Would the smell of smoke wake you from a deep sleep? Are you confident you could escape a burning home in less than 3 minutes? Latest research suggests fires in modern homes are burning a lot faster, leaving a much shorter escape window. And there’s a good chance the home’s occupants will be asleep, with almost half of our fatal home fires occurring between midnight and 8am. So the government’s smoke alarms that came in on July 1st 2007 are well warranted, despite the extra work and costs.
The Building Code’s required smoke alarms since 1997 for new and renovated homes, but the Fire Service estimate 200,000 Queensland homes still don’t have them. Many of us grabbed one from Bunnings a few years back and double-sided taped them to the ceiling… but those middle of the night battery beeps might have since seen them ripped down! So here’s a quick look at the new requirements:
- All homes must have at least one outside sleeping areas and one per floor
When you sell a home you’ve got to declare that you have them
If you’re a landlord you must clean and test alarms and change batteries as needed before the start of all tenancies
Tenants must clean, test and change batteries at least once per year. Those delightful beeps should go off every 60 seconds for 7 days prior to the battery going flat.
Go to www.fire.qld.gov.au for all the info.
The smoke alarm rules come on top of the recent safety switch requirements.
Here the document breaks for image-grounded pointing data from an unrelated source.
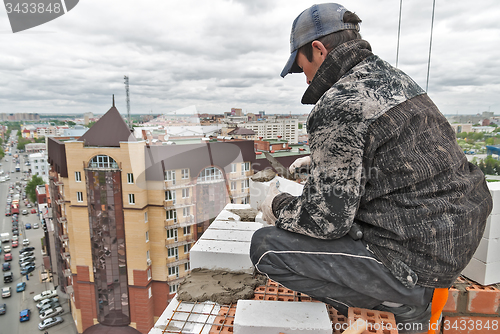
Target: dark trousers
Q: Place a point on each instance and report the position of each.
(343, 273)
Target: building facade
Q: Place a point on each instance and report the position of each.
(125, 215)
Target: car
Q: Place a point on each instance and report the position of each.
(27, 249)
(24, 315)
(27, 270)
(6, 291)
(20, 287)
(47, 301)
(49, 322)
(49, 305)
(44, 295)
(51, 312)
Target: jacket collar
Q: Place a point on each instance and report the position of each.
(337, 63)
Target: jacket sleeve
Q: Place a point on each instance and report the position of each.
(331, 195)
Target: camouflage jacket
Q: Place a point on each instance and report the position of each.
(384, 156)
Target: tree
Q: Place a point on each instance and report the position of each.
(31, 187)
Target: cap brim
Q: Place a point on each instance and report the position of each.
(291, 66)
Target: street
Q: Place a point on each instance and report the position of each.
(9, 322)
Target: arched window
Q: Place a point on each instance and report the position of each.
(102, 161)
(210, 174)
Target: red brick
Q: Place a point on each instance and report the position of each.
(483, 299)
(452, 302)
(470, 325)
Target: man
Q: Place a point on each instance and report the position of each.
(382, 157)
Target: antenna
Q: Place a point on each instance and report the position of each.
(128, 101)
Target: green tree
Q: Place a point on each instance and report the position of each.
(31, 187)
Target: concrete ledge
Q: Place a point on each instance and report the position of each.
(271, 317)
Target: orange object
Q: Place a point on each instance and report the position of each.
(438, 301)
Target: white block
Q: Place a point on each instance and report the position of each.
(488, 250)
(482, 273)
(492, 230)
(221, 254)
(227, 235)
(494, 188)
(234, 225)
(273, 317)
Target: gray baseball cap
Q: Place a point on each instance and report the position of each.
(313, 23)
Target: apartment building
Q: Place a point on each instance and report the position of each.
(125, 215)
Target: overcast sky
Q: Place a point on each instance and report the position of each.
(219, 54)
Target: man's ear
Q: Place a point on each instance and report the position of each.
(319, 49)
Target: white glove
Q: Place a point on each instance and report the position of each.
(267, 205)
(300, 162)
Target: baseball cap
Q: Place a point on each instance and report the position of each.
(313, 23)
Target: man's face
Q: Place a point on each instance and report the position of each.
(310, 68)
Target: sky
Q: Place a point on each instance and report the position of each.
(222, 54)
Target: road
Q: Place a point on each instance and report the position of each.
(9, 322)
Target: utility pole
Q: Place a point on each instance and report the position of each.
(128, 102)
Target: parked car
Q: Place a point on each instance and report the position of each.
(6, 291)
(20, 287)
(47, 301)
(44, 295)
(49, 322)
(27, 270)
(24, 315)
(51, 312)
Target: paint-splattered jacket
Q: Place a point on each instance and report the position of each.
(384, 156)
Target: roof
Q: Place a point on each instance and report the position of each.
(242, 131)
(108, 131)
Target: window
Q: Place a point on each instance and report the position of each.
(173, 271)
(245, 167)
(170, 196)
(172, 215)
(170, 176)
(210, 174)
(172, 234)
(102, 161)
(173, 252)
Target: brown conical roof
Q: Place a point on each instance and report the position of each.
(108, 131)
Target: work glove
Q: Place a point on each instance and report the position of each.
(298, 163)
(266, 207)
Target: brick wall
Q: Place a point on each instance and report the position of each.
(472, 309)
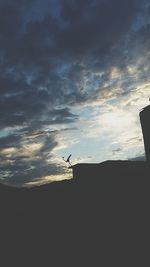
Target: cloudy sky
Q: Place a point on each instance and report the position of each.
(73, 77)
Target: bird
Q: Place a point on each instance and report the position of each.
(68, 159)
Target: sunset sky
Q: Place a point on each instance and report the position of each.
(74, 75)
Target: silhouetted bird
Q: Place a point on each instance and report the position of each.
(68, 160)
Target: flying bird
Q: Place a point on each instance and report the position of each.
(68, 160)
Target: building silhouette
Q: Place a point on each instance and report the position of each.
(145, 124)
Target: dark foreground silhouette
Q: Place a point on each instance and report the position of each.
(99, 218)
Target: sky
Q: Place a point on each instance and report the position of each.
(74, 76)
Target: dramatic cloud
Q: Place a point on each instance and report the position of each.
(72, 73)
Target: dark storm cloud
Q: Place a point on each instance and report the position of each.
(46, 48)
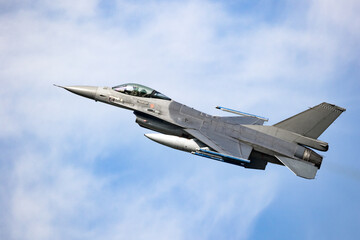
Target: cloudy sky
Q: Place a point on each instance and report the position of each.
(71, 168)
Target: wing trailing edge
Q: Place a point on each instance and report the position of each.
(312, 122)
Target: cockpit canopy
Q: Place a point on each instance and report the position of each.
(139, 91)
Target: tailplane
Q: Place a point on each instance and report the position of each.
(312, 122)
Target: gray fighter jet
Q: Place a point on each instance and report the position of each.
(241, 140)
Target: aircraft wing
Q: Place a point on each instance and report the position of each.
(226, 146)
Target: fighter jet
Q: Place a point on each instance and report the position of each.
(241, 140)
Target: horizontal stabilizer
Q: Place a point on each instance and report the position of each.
(300, 168)
(312, 122)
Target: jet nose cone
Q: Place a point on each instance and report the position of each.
(85, 91)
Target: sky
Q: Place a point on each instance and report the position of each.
(71, 168)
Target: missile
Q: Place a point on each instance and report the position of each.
(180, 143)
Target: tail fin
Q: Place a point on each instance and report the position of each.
(312, 122)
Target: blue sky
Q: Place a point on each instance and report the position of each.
(71, 168)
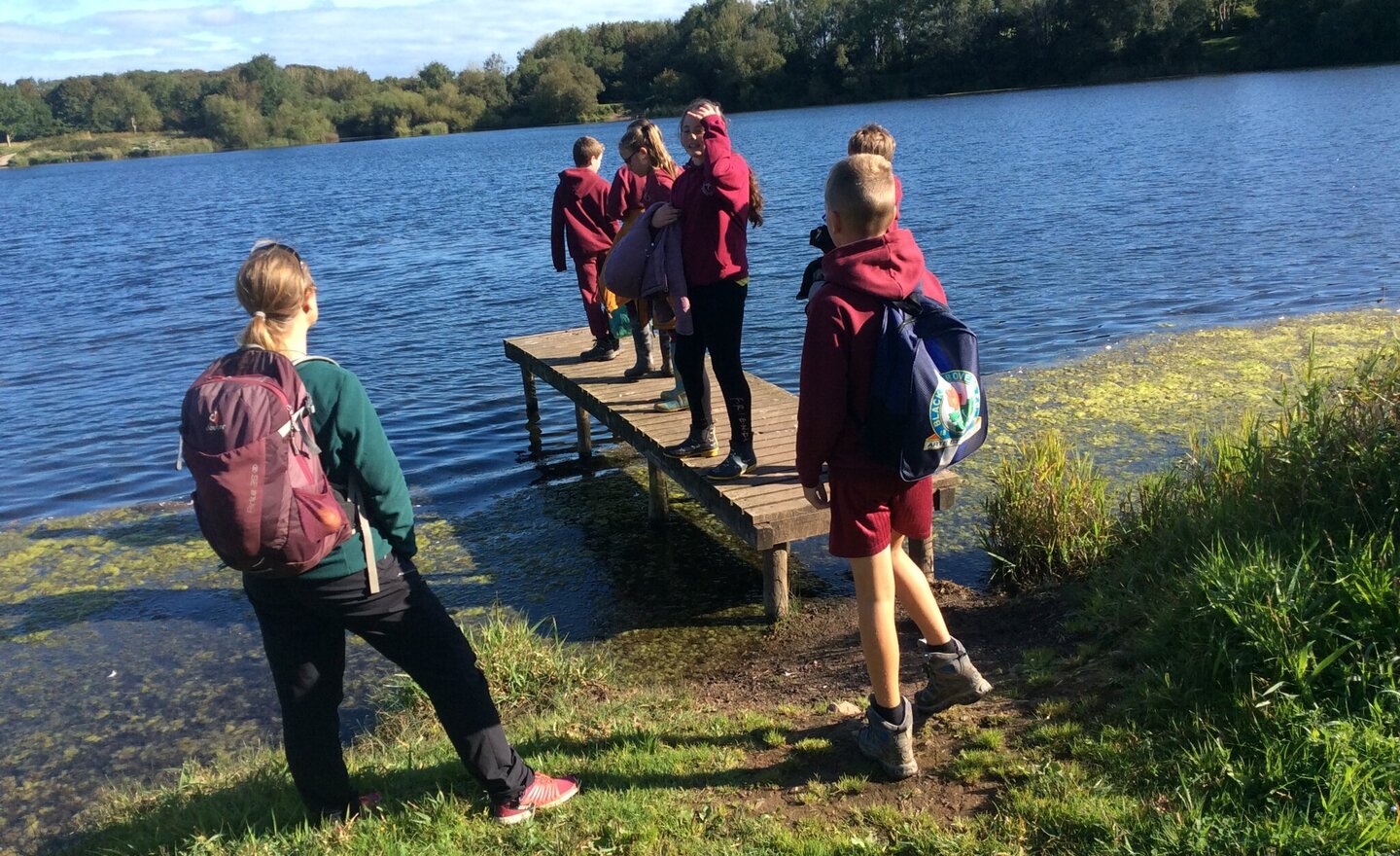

Designed to monitor electricity flows and shut off the supply when there’s a current leakage, safety switches must now also be installed in every Queensland home. Again these have been standard since 1992 but we see older units particularly where these haven’t been done, with owners mistakenly thinking it’s a body corporate issue.
Landlords – you should have put one in within 6 months of starting a new tenancy (or at the latest March 2008 if your tenants have been long term)
Sellers have to declare if they have one, and if not the buyer must have it installed within 3 months of settlement.
For those of you about to run out to the meter box – it usually has the word “test” written on it! It should cost around $220-250 to have one installed.